黙示録13章 「獣の国」



アウトライン

1A 海からの獣 1−10
   1B 悪魔礼拝 1−4
   2B 神への冒涜 5−10
      1C 天への暴言 5−6
      2C 聖徒たちへの迫害 7−10
2A もう一匹の獣 11−18
   1B 獣崇拝 11−15
   2B 刻印 16−18

本文

 黙示録13章を開いてください。ここでのテーマは、「獣の国」です。

 黙示録ももう、ここまで進みましたが、6章以降の患難時代における出来事を読むにつけ、気が重くなるような気分になられているかもしれません。あまりにもおぞましいこと、ひどいこと、流血や災害など、人間の罪や暗やみの部分が露わにされ、また悪魔と悪霊の働きをじっくり読んでいかなければいけませんでした。心が痛むところです。そして今日も、その本当に暗い部分、反キリストの世界支配を読んでいきます。

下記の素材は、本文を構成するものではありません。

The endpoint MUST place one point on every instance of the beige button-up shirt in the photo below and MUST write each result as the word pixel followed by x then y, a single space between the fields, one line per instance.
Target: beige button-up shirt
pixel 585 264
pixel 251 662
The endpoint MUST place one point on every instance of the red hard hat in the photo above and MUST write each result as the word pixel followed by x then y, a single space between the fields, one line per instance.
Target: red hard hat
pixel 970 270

 けれども黙示録は、こうした患難時代を描きながら、必ず再臨の主、また天における光景に戻っていきます。黙示録10章は、力強い御使いが右足を海に、左足を地上につけ、大声で叫びましたが、それはイエス・キリストの再臨を表しています。そして今度学ぶ14章においては、シオンの山で小羊とともにいる14万4千人の神のしもべの話を読みます。このように、私たちは、世の終わりに近づくにつれて、世界で起こる惨状、悲劇を目にしていかねばなりませんが、その時に、再臨の主を見上げてください。キリストの現われは、祝福された望みです。この望みがあるからこそ、私たちは忍耐することができます。

1A 海からの獣 1−10
1B 悪魔礼拝 1−4
 また私は見た。海から一匹の獣が上って来た。

 前回の学びを思い出してください。前回12章にて、竜が女を追いかけて、女が荒野に逃げたところを読みました。竜は悪魔であり、女はイスラエルです。そして、竜がイスラエルが荒野のところで神によって守られ、養われているので、いきり立ち、神の戒めを守り、イエスのあかしを保っている者たちと戦おうとして出て行ったとあります。そして12章の最後18節には、「そして、彼は海べの砂の上に立った。」とあります。

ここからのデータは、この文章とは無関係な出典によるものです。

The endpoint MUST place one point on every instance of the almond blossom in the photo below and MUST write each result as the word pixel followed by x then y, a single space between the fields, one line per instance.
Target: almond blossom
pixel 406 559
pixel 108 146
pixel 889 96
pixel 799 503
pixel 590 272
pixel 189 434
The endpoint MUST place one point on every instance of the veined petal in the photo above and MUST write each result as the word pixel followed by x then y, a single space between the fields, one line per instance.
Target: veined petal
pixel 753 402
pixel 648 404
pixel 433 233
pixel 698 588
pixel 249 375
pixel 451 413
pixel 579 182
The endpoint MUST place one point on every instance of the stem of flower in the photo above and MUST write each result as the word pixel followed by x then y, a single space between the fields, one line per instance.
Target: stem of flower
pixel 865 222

 そこで竜が、ここに書かれている「一匹の獣」を通して働きます。彼は「海」から出て来た獣です。これから読む箇所は、ダニエル書7章を読むとすぐに理解できますが、ダニエル書7章には、海が世界の諸国であることが分かります。ダニエルがこう言いました。「私が夜、幻を見ていると、突然、天の四方の風が大海をかき立て、四頭の大きな獣が海から上がって来た。(7:2−3)」この四頭の獣が出てきます。この四頭は、バビロン、メディヤ・ペルシヤ、ギリシヤ、ローマを表しており、世界の舞台から現われ出た世界帝国です。

 これには十本の角と七つの頭とがあった。その角には十の冠があり、その頭には神をけがす名があった。

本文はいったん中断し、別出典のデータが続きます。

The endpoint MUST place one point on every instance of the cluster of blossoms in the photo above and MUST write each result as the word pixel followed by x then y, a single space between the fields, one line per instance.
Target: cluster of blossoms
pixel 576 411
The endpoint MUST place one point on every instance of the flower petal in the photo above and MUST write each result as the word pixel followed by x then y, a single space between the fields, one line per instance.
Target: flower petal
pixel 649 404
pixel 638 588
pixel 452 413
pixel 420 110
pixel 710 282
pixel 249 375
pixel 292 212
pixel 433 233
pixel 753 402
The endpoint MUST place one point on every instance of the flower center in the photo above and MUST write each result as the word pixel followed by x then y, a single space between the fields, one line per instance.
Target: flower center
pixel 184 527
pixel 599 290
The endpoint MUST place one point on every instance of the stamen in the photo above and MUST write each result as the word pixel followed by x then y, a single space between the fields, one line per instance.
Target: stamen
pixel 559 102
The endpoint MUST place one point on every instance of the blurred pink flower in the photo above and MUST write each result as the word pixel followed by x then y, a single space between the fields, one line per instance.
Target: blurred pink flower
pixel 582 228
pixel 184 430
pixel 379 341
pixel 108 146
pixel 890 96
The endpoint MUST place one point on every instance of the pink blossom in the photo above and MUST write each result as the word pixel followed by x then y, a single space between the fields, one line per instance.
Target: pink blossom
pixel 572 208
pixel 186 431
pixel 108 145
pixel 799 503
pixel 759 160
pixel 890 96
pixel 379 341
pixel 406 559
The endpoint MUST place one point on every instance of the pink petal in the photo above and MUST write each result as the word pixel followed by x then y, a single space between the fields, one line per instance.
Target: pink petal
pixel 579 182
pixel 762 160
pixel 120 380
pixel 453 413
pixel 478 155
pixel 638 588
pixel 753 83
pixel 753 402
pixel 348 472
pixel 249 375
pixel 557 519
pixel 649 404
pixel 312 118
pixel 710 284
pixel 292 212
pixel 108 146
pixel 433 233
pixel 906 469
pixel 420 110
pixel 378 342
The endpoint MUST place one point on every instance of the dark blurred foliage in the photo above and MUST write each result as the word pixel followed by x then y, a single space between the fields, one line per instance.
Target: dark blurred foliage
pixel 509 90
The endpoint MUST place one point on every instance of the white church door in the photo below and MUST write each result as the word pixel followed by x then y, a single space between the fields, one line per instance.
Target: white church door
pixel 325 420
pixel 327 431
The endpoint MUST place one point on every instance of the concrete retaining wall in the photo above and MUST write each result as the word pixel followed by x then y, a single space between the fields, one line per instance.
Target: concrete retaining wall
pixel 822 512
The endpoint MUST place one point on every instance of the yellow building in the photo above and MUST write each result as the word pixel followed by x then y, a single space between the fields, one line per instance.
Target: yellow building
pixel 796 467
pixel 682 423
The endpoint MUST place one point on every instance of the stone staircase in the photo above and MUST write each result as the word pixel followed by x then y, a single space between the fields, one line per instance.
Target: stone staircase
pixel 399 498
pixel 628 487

 ダニエル書7章の第四の獣は、大きな鉄のきばを持つ、恐ろしく、ものすごく非常に強く、地上に生きている獣では描写できるようなものではありませんでした。この獣が、初めの三頭の獣と異なり、「十本の角」を持っています。この十本の角について、7章後半部分で説明があります。「第四の獣は地に起こる第四の国。これは、他のすべての国と異なり、全土を食い尽し、これを踏みつけ、かみ砕く。十本の角は、この国から立つ十人の王。」十人の王、あるいは十の国、支配権です。全土を食い尽くす国であり、それが十人の王に分けられているということです。ダニエル書2章にある、ネブカデネザル王が見た夢では、人の像の足と足の指の部分が鉄と粘土になっていました。ローマ帝国が鉄であり、すねは鉄ですが、足の部分は粘土が混じっており、それは支配力がそれほど強くないことを表しています。世界に十の国、あるいは地域ブロックができて、それがローマ帝国の影響を受けている、というものです。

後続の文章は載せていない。